Nevertheless, a large number of people gathered at Clapham Common to mourn Everard's passing.
In footage from the gathering, crowds could be heard chanting 'shame on you' as police tried to disperse attendees.
Police were accused of being heavy-handed in their attempts to break up the event.
Last night (14 March), hundreds of angry protestors marched from New Scotland Yard to Parliament Square, in response to the police's behaviour.
It follows Home Secretary Priti Patel announcing a new proposed bill - Police, Crime, Sentencing and Courts Bill - which was debated by MPs in the House of Commons and would give police more powers in controlling protests and large scale events.
She said: "The current legislation police use to manage protests, the Public Order Act 1986, was enacted over 30 years ago.
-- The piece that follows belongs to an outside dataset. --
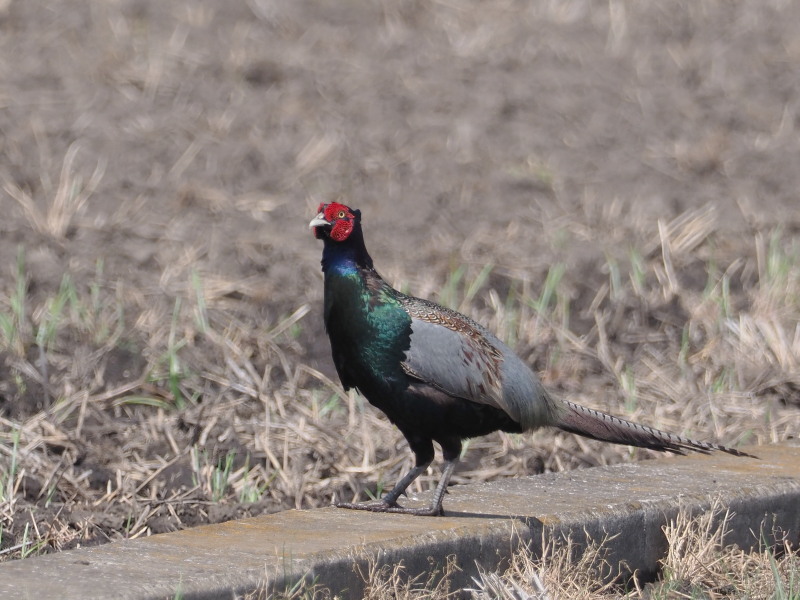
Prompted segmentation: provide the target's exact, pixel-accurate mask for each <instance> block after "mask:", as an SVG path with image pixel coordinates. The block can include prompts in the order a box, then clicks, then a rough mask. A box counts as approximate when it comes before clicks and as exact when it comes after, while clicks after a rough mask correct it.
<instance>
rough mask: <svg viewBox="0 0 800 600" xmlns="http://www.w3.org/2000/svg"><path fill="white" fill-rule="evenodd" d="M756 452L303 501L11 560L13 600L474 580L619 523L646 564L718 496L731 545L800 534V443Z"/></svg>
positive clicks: (240, 592) (665, 548)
In recent years we've seen significant change in protest tactics, with protestors exploiting gaps in the law which have led to disproportionate amounts of disruption.
"Last year we saw XR (Extinction Rebellion) block the passage of an ambulance on emergency calls, gluing themselves to trains during rush hour, blocking airport runways, preventing hundreds of hard-working people from going to work."
Videos and images emerged following Saturday night's event which showed police manhandling several protestors, with one, Patsy Stevenson, being thrown to the floor and handcuffed.
Speaking to Susanna Reid and Ben Shephard on Good Morning Britain today, Stevenson said: "I was terrified. I have never been so scared honestly.
"I think what was scary as well was as soon as I was pinned to the ground, I looked up and there were cameras everywhere. I was like, 'Oh my God, this is big.'
"I didn't realise they had even pinned me to the ground for a second. It just like happened so fast and then I was on the ground. I was like, I am on the ground, I am very small. I wasn't resisting or anything."
Met Police commissioner Cressida Dick has since been urged to resign by various MPs, although PM Boris Johnson and Priti Patel maintain they have confidence in her.